Degradation processes quite often involve free radicals and transition metals that are responsible for most of the damage that occurs in drug products. By analyzing an EPR signal, one can identify, quantify and monitor time behavior of the free radicals involved in product degradation.
Forced degradation (stress testing) is routinely used in pharmaceutical development to predict the stability of drug products that affects purity, potency, and safety. EPR can successfully detect and monitor short-lived free radicals produced during stress testing via chemical, thermal, or photochemical reactions. EPR can also determine radical scavenging effectiveness and efficiency of antioxidants.

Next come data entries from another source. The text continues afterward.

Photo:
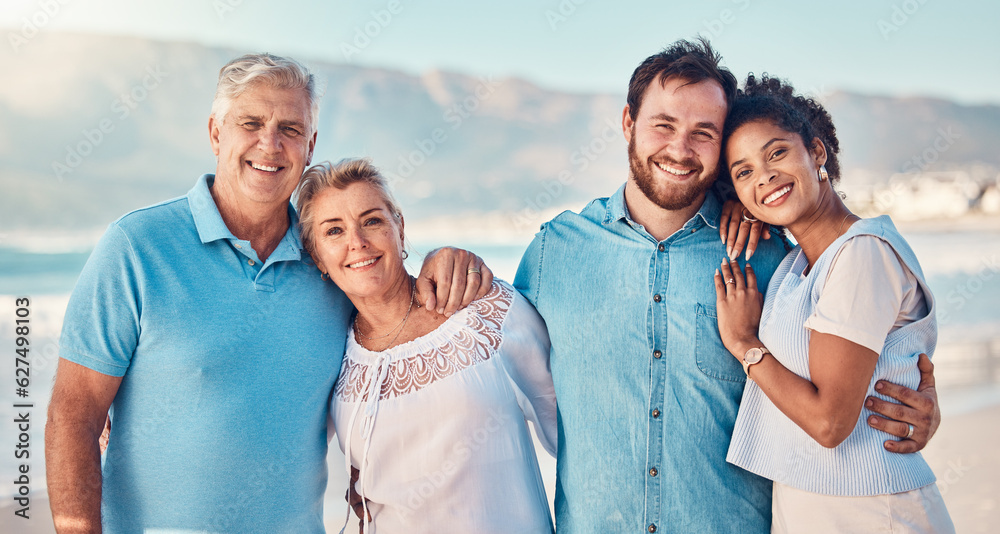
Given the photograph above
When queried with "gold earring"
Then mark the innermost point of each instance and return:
(823, 175)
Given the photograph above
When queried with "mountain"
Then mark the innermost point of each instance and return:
(94, 126)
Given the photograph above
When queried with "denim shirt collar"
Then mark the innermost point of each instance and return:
(211, 227)
(708, 214)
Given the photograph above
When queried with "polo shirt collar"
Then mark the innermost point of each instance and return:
(209, 221)
(708, 214)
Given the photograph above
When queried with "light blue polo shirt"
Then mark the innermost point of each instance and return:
(227, 363)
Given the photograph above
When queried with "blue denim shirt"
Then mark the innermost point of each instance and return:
(647, 394)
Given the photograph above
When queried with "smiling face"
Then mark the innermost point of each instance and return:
(775, 173)
(357, 240)
(674, 141)
(263, 144)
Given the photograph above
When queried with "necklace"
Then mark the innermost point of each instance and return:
(398, 328)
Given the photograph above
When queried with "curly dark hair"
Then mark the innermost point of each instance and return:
(773, 100)
(692, 61)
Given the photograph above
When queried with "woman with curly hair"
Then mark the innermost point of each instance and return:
(848, 307)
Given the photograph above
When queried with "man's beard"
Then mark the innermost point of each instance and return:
(667, 196)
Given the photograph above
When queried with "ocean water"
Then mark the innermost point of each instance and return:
(963, 270)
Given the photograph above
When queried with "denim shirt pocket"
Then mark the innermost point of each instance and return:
(711, 355)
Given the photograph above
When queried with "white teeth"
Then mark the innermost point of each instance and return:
(777, 194)
(362, 263)
(675, 172)
(263, 167)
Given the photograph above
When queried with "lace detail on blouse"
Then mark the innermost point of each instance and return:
(470, 337)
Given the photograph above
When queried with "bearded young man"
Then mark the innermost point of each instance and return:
(647, 393)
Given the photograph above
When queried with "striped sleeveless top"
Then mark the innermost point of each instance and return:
(768, 443)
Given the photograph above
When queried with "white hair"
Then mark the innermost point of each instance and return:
(247, 71)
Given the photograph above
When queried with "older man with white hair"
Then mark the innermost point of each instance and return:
(214, 344)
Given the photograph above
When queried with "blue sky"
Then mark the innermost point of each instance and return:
(898, 47)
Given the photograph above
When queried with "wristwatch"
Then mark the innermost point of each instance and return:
(752, 356)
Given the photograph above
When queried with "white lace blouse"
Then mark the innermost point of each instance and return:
(437, 426)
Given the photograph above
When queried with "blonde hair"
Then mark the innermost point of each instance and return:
(340, 175)
(247, 71)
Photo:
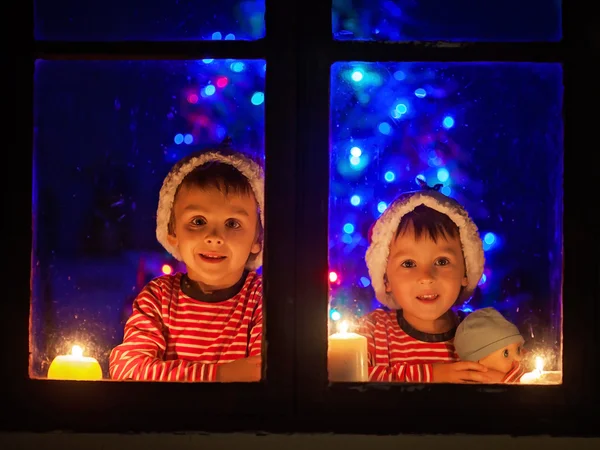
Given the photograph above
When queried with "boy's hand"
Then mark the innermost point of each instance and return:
(244, 370)
(460, 372)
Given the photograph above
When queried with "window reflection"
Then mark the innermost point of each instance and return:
(456, 20)
(489, 136)
(171, 20)
(106, 134)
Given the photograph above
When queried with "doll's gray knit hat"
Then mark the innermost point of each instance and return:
(483, 332)
(384, 230)
(221, 154)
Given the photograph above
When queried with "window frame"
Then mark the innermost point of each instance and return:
(40, 405)
(296, 395)
(402, 407)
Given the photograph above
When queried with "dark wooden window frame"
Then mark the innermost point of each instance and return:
(295, 395)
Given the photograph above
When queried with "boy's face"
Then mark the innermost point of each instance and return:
(502, 360)
(425, 277)
(215, 234)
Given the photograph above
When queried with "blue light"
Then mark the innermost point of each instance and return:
(357, 75)
(356, 151)
(443, 174)
(401, 108)
(448, 122)
(210, 90)
(482, 280)
(237, 66)
(489, 238)
(257, 98)
(399, 75)
(348, 228)
(384, 128)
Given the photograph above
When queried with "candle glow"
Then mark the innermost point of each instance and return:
(75, 366)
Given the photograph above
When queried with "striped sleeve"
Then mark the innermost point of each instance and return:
(378, 351)
(140, 356)
(515, 374)
(255, 341)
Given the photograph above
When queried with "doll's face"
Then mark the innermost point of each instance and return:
(503, 359)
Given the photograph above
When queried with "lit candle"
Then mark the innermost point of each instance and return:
(347, 356)
(75, 367)
(541, 376)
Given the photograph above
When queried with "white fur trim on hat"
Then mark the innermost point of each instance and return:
(250, 169)
(386, 226)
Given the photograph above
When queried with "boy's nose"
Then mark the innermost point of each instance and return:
(213, 239)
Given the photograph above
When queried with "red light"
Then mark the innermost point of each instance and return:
(222, 81)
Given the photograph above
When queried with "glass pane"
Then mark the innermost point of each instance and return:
(489, 135)
(457, 20)
(170, 20)
(106, 135)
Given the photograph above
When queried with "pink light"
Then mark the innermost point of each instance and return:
(222, 82)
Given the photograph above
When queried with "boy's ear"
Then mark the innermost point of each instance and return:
(386, 283)
(172, 239)
(256, 247)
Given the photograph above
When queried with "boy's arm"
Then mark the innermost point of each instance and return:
(377, 343)
(140, 356)
(255, 329)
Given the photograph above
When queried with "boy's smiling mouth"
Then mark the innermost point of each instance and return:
(428, 298)
(211, 257)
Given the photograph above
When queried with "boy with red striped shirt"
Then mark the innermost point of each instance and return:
(425, 256)
(205, 324)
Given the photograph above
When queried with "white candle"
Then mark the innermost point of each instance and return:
(541, 376)
(347, 356)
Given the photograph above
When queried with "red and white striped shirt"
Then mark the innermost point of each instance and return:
(171, 336)
(394, 355)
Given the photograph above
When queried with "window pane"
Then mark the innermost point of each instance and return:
(106, 135)
(177, 20)
(457, 20)
(490, 135)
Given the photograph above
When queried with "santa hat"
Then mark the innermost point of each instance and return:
(222, 154)
(384, 230)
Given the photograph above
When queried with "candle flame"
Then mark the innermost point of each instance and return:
(343, 327)
(539, 364)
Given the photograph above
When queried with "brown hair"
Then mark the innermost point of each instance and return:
(427, 220)
(224, 177)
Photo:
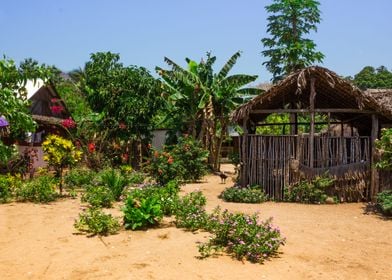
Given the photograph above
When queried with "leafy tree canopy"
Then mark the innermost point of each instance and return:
(287, 49)
(370, 77)
(128, 96)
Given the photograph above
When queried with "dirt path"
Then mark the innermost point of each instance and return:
(323, 242)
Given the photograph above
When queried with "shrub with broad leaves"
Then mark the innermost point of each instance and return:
(98, 196)
(384, 202)
(190, 212)
(252, 194)
(96, 222)
(40, 190)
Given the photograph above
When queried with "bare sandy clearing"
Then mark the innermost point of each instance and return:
(323, 242)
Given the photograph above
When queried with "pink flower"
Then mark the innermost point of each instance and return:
(68, 123)
(56, 109)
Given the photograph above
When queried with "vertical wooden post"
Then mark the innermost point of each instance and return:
(374, 183)
(312, 116)
(294, 123)
(244, 153)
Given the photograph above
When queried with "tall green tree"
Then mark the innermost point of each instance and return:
(370, 77)
(201, 100)
(287, 49)
(127, 96)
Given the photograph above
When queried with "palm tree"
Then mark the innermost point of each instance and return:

Chemistries involving radicals, transition metals and other unpaired electron species are integral components of maximizing product yield and minimizing the environmental footprint of synthetic reactions. Reaction monitoring is critical for process understanding, optimization and scaling up, leading to cost savings and ensuring the quality of the final product. The quantitative and non-intrusive nature of EPR makes the technique extremely powerful for the identification and characterization of radical and transition metal reaction intermediates, providing insights into the mechanisms and kinetics of chemical reactions.
Sterilization of pharmaceuticals often generates free radicals that are responsible for degradation and drug potency decrease, toxicity of the sterilized materials, etc. EPR can determine stability of drug products after sterilization, characterize the free radicals and identify their source.
Identification, quantification, and control of impurities in APIs and formulation products are critical in drug development. EPR can detect and identify traces of transition metals and monitor degradation processes that involve free radicals, transition metal catalysts, and other impurities.